An advantage of the present invention is that a low-photon flux image-intensified electronic camera is provided with significantly reduced background, zero effective read noise, and high gain that can be used to image single photons.
Another advantage of the present invention is that a low-photon flux image-intensified electronic camera is provided that can produce real-time images of single photon events with zero or near zero sensor background noise.
A further advantage of the present invention is that a low-photon flux image-intensified electronic camera is provided in which real-time and integrated modes can both be used.
A still further advantage of the present invention is that a low-photon flux image-intensified electronic camera is provided in which off-chip digital integration can be used because the dark currents and hot pixels are substantially reduced.
Embodiments of the present invention permit freedom in moving back and forth between shortest detection time/minimum statistical detection threshold and extended exposures/maximum statistics and image quality.
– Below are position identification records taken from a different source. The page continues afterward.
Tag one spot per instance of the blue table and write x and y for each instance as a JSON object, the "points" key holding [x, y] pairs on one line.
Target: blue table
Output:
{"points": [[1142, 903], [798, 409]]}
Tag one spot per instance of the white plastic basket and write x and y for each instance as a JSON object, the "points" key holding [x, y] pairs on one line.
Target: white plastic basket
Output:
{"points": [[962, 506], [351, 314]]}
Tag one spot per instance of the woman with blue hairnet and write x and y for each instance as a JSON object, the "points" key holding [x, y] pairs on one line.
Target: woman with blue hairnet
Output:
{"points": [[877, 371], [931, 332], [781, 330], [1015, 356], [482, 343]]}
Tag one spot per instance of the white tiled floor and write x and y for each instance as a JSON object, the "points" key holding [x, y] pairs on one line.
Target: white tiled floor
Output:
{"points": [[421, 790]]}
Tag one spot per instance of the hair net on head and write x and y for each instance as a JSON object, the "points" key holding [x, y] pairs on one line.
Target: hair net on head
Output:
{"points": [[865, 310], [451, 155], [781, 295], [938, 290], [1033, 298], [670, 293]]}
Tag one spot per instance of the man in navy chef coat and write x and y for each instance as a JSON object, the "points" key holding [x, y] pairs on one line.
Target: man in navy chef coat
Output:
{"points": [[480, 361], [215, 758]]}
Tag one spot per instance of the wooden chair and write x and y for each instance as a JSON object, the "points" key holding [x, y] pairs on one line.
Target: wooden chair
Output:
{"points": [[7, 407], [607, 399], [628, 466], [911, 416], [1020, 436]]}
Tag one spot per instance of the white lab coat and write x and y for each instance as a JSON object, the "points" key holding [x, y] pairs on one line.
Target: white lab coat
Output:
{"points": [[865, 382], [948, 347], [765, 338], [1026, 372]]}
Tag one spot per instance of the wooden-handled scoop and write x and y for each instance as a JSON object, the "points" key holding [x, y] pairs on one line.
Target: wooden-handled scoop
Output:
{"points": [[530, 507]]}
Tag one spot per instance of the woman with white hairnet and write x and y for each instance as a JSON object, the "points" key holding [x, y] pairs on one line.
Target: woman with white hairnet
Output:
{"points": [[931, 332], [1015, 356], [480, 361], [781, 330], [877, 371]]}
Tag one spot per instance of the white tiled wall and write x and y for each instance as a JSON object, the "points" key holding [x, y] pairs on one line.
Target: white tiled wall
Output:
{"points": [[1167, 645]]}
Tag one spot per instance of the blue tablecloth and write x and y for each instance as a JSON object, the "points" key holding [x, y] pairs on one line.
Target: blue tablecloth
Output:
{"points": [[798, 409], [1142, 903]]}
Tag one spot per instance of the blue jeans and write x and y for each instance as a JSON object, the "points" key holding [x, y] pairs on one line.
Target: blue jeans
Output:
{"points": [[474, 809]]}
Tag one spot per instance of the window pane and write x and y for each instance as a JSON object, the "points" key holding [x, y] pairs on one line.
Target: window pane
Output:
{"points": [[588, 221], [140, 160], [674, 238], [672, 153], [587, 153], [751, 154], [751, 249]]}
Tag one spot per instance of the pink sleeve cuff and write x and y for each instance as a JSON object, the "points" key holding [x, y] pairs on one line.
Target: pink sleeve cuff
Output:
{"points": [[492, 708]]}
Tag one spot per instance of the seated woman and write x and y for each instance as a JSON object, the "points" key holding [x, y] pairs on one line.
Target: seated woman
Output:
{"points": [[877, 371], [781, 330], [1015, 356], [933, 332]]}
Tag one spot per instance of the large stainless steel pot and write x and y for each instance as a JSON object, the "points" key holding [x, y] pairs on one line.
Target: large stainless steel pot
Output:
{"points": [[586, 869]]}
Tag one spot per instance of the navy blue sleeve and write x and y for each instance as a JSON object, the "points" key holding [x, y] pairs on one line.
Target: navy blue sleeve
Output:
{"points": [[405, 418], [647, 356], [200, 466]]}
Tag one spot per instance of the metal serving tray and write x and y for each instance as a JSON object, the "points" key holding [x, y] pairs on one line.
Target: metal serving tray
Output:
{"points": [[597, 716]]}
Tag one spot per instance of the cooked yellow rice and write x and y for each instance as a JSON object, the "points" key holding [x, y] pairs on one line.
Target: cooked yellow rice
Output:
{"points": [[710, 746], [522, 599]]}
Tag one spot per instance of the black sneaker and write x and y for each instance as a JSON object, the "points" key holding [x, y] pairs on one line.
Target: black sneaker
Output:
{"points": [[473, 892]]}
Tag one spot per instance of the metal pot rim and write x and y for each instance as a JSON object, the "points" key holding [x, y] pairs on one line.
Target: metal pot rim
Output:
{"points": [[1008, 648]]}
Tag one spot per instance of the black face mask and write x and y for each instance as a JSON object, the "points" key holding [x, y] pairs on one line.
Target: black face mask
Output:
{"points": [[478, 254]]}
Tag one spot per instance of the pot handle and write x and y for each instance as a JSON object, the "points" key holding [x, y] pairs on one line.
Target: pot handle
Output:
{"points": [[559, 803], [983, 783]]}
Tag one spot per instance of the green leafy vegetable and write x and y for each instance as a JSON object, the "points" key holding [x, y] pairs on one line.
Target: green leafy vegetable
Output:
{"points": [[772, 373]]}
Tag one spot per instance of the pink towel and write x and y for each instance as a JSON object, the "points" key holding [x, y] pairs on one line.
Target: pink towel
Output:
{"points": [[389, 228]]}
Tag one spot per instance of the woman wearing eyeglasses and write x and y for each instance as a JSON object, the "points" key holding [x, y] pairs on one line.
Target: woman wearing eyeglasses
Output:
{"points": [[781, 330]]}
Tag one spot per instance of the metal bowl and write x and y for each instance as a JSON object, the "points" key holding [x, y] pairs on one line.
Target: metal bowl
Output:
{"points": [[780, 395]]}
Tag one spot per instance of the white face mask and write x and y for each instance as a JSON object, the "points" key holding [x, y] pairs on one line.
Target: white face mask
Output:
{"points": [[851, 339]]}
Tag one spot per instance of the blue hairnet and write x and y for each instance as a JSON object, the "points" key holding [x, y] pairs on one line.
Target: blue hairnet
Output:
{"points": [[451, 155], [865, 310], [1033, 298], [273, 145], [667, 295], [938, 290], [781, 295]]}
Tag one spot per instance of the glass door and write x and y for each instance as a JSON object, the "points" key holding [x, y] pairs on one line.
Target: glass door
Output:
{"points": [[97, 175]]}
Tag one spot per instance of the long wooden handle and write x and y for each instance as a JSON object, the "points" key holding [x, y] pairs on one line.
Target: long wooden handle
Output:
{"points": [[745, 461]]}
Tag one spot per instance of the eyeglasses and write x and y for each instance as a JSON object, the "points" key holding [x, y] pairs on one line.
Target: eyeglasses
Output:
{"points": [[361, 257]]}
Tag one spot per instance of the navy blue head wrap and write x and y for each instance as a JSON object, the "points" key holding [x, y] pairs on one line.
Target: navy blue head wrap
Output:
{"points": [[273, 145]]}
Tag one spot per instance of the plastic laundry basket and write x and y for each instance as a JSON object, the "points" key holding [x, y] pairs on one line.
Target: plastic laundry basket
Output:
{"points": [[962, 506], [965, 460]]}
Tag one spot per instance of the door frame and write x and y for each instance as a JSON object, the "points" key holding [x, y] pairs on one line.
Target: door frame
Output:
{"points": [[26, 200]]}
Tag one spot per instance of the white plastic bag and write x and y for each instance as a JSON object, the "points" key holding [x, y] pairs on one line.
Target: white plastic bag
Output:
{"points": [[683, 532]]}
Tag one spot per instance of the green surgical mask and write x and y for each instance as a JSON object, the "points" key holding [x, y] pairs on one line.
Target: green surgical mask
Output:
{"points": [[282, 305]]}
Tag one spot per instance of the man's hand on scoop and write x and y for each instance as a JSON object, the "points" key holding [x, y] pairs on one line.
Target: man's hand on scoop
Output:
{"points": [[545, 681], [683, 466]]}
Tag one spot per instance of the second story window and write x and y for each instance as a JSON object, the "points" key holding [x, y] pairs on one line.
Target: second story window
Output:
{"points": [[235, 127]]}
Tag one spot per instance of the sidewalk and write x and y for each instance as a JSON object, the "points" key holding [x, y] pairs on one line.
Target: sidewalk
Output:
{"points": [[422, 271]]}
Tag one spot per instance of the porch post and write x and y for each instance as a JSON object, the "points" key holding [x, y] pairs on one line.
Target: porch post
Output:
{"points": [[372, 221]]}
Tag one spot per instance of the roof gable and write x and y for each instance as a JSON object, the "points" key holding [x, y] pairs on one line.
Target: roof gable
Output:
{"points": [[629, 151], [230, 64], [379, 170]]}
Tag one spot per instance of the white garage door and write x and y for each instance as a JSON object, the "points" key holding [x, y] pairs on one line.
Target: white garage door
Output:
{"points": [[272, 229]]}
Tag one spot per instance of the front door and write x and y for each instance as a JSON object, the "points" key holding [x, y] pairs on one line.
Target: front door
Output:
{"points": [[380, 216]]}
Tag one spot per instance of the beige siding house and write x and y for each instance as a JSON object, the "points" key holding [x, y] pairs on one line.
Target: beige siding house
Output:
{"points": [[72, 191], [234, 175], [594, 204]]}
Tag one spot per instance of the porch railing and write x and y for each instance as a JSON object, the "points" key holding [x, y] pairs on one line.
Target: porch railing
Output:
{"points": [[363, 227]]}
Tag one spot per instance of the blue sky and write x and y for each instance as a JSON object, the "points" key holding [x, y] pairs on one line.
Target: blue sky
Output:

Such enables optimization of observation and throughput with a high degree of flexibility.
Another advantage of the present invention is that a low-photon flux image-intensified electronic camera is provided for low light fluorescence, especially single molecule imaging where very low levels of photon emissions are imaged at high speeds. Typically, higher readout speeds drive up the read noise of the CCD. A low noise detector as a preamplifier in front of a low read noise CCD eliminates the read noise problem. Low dark counts and reduced ion feedback allow imaging of small accumulations of photon events from single molecule loci without ambiguity. Higher speed imaging improves the ability to resolve time-dependent changes in intensity and/or localization in single molecule imaging.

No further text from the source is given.